Scrapy Splash 不遵守渲染 "wait" 时间

Question

我正在使用 Scrapy 和 Splash 抓取此页面：https://www.athleteshop.nl/shimano-voor-as-108mm-37184

这是我在 Scrapy Shell 中用 view(response) 得到的图像： scrapy shell img

我需要以红色突出显示的条形码。但是它是在 javascript 中生成的，因为它可以在 Chrome 中的源代码中看到，使用 F12。然而，虽然在 Scrapy Shell 和 Splash localhost 中都正确显示，虽然 Splash localhost 给了我正确的 html，但我想要的条形码 select 总是等于 None 与 response.xpath("//table[@class='data-table']//tr[@class='even']/td[@class='data last']/text()").extract_first()。

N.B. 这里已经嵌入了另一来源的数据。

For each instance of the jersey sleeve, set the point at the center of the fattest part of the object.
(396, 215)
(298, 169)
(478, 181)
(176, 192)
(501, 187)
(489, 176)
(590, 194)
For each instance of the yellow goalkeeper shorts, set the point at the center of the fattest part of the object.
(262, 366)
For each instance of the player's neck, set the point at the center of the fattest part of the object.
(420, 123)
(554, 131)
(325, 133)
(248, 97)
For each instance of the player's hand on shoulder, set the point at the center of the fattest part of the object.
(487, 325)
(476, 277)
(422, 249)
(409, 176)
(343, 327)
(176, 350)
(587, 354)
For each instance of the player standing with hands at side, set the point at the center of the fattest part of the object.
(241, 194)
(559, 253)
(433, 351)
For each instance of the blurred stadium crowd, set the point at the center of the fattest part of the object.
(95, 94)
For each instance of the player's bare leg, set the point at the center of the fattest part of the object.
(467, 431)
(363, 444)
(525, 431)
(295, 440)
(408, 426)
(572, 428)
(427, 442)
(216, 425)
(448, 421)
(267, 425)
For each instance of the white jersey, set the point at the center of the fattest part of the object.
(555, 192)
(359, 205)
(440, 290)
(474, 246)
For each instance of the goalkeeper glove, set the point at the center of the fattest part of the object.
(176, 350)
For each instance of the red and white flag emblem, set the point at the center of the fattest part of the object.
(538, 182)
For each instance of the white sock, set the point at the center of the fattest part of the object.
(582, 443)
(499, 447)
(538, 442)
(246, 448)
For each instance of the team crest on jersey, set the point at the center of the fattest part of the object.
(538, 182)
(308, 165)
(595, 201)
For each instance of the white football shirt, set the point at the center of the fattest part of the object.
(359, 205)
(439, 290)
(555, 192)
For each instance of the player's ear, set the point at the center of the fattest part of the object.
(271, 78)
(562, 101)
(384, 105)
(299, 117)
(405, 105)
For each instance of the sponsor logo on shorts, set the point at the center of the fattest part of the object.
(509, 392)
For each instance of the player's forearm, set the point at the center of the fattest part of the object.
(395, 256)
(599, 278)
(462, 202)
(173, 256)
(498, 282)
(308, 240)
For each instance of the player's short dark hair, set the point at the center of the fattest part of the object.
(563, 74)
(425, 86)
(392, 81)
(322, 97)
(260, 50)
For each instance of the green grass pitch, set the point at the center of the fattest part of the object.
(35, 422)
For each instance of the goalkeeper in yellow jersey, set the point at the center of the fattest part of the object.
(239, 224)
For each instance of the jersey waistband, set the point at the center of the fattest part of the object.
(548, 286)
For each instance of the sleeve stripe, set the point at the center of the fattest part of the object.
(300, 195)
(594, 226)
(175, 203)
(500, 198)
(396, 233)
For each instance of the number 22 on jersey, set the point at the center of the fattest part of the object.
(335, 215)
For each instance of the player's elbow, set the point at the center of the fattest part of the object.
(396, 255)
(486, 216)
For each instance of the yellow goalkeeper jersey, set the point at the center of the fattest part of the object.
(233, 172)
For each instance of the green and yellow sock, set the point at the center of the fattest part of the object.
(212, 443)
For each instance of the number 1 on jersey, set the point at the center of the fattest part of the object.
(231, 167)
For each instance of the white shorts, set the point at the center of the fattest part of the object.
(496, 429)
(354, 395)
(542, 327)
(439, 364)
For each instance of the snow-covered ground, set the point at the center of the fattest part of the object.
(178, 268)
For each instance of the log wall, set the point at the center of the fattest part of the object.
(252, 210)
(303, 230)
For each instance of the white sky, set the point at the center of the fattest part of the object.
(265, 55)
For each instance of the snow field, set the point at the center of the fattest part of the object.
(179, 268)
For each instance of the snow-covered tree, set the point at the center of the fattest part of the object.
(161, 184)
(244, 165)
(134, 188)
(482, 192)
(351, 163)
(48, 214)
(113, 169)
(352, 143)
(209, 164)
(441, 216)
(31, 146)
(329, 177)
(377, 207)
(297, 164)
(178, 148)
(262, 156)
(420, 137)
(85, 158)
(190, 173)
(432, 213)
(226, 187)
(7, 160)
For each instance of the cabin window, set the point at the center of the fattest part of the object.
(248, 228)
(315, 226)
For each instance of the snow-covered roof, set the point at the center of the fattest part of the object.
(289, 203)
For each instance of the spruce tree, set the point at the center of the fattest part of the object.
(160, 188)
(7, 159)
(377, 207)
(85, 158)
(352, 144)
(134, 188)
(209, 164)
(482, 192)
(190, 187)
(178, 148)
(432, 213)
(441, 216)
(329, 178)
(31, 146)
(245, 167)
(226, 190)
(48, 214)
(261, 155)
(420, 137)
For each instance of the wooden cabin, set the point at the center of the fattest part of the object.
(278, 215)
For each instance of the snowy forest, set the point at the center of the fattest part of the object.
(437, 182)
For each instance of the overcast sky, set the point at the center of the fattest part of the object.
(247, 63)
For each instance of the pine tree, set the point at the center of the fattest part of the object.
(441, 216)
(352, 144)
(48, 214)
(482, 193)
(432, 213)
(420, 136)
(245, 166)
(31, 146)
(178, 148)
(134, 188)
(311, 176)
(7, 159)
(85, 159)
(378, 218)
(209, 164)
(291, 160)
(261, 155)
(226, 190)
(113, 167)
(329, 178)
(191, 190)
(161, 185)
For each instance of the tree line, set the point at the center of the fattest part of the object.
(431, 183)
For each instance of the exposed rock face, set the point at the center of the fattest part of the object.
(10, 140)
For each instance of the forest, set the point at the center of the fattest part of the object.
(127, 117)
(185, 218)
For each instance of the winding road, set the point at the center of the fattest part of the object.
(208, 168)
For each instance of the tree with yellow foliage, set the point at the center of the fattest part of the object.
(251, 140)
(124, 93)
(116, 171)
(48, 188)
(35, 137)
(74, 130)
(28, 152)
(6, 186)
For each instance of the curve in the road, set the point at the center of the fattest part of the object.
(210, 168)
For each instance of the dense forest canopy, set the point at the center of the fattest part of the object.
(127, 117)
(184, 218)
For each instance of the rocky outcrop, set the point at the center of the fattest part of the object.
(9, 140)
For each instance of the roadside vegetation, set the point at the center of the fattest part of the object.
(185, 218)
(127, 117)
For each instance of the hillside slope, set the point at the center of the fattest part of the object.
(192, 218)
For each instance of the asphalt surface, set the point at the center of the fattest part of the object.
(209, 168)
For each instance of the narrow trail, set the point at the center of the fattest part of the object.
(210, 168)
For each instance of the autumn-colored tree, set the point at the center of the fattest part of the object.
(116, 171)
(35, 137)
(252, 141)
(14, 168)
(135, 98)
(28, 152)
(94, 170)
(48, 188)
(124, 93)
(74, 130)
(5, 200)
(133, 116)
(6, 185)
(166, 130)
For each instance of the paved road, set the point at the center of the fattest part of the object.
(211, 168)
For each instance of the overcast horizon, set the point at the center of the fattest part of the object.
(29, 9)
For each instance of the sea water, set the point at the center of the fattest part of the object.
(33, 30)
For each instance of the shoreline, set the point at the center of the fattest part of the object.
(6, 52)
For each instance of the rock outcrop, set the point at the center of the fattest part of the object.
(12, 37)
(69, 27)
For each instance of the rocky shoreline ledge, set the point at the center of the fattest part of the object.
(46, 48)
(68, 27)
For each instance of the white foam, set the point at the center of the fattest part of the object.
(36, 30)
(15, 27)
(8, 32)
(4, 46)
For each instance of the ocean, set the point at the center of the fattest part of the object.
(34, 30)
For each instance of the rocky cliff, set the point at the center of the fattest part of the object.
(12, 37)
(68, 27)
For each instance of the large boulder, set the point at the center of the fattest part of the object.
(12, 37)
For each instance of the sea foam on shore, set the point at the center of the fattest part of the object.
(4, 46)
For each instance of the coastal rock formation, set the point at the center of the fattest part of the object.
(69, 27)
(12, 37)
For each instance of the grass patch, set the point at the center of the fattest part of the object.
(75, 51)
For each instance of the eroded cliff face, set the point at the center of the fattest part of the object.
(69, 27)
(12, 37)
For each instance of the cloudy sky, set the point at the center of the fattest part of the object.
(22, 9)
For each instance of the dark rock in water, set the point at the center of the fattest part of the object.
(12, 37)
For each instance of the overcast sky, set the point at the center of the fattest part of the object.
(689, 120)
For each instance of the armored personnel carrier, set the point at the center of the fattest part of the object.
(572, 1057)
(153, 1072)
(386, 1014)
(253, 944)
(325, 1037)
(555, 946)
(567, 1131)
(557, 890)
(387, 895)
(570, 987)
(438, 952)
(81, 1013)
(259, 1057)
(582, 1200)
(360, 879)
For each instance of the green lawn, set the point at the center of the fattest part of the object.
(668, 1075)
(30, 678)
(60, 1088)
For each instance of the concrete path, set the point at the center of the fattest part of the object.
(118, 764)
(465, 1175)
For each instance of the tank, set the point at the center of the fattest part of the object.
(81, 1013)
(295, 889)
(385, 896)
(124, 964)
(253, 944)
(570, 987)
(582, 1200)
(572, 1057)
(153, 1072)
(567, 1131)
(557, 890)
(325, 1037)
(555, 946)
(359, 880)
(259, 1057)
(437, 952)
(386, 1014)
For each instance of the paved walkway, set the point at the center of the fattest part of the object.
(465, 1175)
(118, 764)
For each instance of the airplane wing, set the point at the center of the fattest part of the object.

selector 不是问题，因为它适用于 Chrome 的源代码。两天来我一直在网上和 SO 上寻找答案，似乎没有人遇到同样的问题。只是 Splash 不支持它吗？设置是 classic 设置如下：

SPLASH_URL = 'http://192.168.99.100:8050/'
DOWNLOADER_MIDDLEWARES = {
'scrapy_splash.SplashCookiesMiddleware': 723,
'scrapy_splash.SplashMiddleware': 725,
'scrapy.downloadermiddlewares.httpcompression.HttpCompressionMiddleware': 
810,
}
SPIDER_MIDDLEWARES = {
'scrapy_splash.SplashDeduplicateArgsMiddleware': 100,
}
DUPEFILTER_CLASS = 'scrapy_splash.SplashAwareDupeFilter'
HTTPCACHE_STORAGE = 'scrapy_splash.SplashAwareFSCacheStorage'

我的代码如下（解析部分针对点击网站内部搜索引擎提供的link，效果很好）：

    def parse(self, response):
        try :
            link=response.xpath("//li[@class='item last']/a/@href").extract_first()
            yield SplashRequest(link, self.parse_item, endpoint = 'render.html', args={'wait': 20})
        except Exception as e:
            print (str(e))


    def parse_item(self, response):
        product = {}
        product['name']=response.xpath("//div[@class='product-name']/h1/text()").extract_first()
        product['ean']=response.xpath("//table[@class='data-table']//tr[@class='even']/td[@class='data last']/text()").extract_first()
        product['price']=response.xpath("//div[@class='product-shop']//p[@class='special-price']/span[@class='price']/text()").extract_first()
        product['image']=response.xpath("//div[@class='item image-photo']//img[@class='owl-product-image']/@src").extract_first()
        print (product['name'])
        print (product['ean'])
        print (product['image'])

名字和图像 url 上的打印效果非常好，因为它们不是由 javascript 生成的。代码没问题，设置没问题，Splash localhost 向我展示了一些不错的东西，但是我的 selector 在脚本的执行中不起作用（没有显示任何错误），在 Scrapy Shell.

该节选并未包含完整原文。